By continuing with business as usual, we exploit and use oil and gas at record levels, despite the warnings of scientists. Scientists have revealed something important about how the earth works: the more oil we extract, refine and burn, the more Houston and Southeast Texas will alternately bake and flood.

Brant Kelly
Flooding in a Houston neighborhood

The New York Times recently quoted Maya Wadler, a teenager in Houston whose family’s home was just flooded. “I usually just trust my parents that everything is going to be OK. But I looked up and I saw that my dad was closing his eyes, the water was getting in his eyes. And I just thought: He has absolutely no idea where we are going to go.”

This situation has striking similarities to the ship Titanic, whose captain, Edward Smith, received warnings of potential icebergs ahead, and ignored them. He believed that the ship—the largest ever built—was stronger than nature, and unsinkable. Minutes before the Titanic hit the iceberg, steaming at full speed, people on the ship were going about their normal business, assuming that everything was fine.
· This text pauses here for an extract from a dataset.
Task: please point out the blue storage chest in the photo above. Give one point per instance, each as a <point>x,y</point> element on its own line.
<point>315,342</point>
By the time the crew spotted an iceberg, it was too late to turn the ship to avoid it. Then the ship hit the iceberg and everything changed.

The Titanic sank for many reasons. Captain Smith missed the window of opportunity he was given, based on a misguided belief that a ship could withstand hitting an iceberg. Most people on the ship perished because they falsely believed that their leaders were taking responsibility for their safety.